Updated 1:23 p.m. on May 2, 2022 to correct the description of injuries sustained by the first victim and to provide more information Emily’s Law, and at 2:19 p.m. to reflect the bond amount and Dowdy’s release.
FRANKLIN COUNTY | Two separate attacks by the same pack of vicious dogs in two days south of Red Bay have left one woman dead, one woman injured, and the dogs’ owner now facing manslaughter charges.
Most, if not all, of the dogs have now been killed by neighbors or people in the area.
Brandy Dowdy, 39, of Red Bay, has been charged after Friday’s fatal attack. Dowdy was charged with manslaughter and under a new law, Emily’s Law, which deals with not controlling dangerous dogs or taking precautions with them. She was booked into the Franklin County Jail on Friday. Bond was set Monday at $60,000, and Dowdy was released from jail Monday afternoon.

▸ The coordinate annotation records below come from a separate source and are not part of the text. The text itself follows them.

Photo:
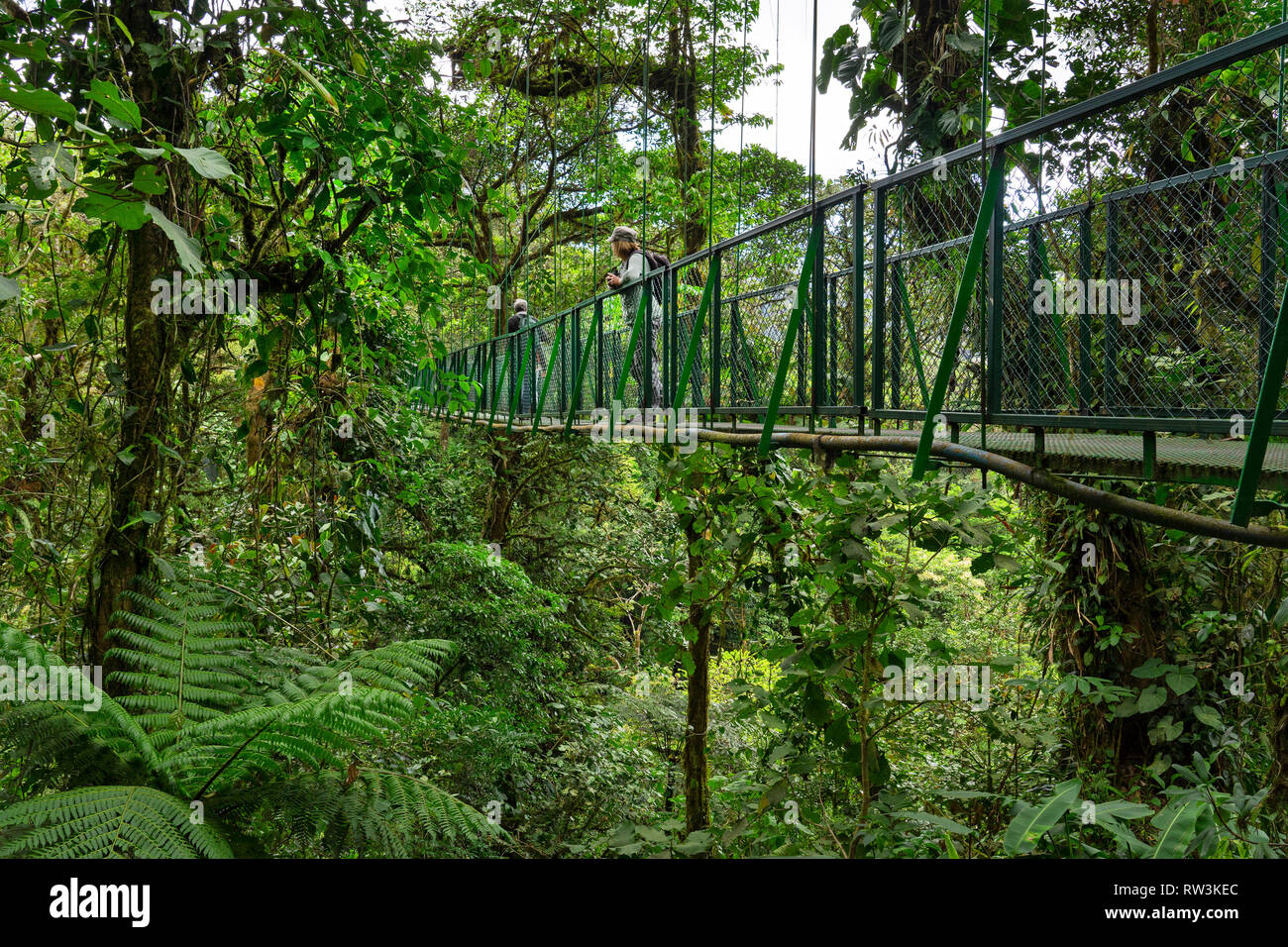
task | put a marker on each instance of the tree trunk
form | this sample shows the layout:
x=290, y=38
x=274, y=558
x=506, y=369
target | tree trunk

Franklin County Sheriff Shannon Oliver said deputies were called to a Crumpton Road residence Friday evening around 6 p.m. on a report of a suspicious vehicle in the driveway of a home there. When the deputy arrived he was met by aggressive dogs and saw a scene that suggested there had been a struggle. He followed the trail and found Jacqueline Summer Beard, an Alabama Department of Public Health worker, dead from an apparent dog attack. Beard’s body was located on the ground near her car.
“It was a pretty horrific scene,” Oliver said.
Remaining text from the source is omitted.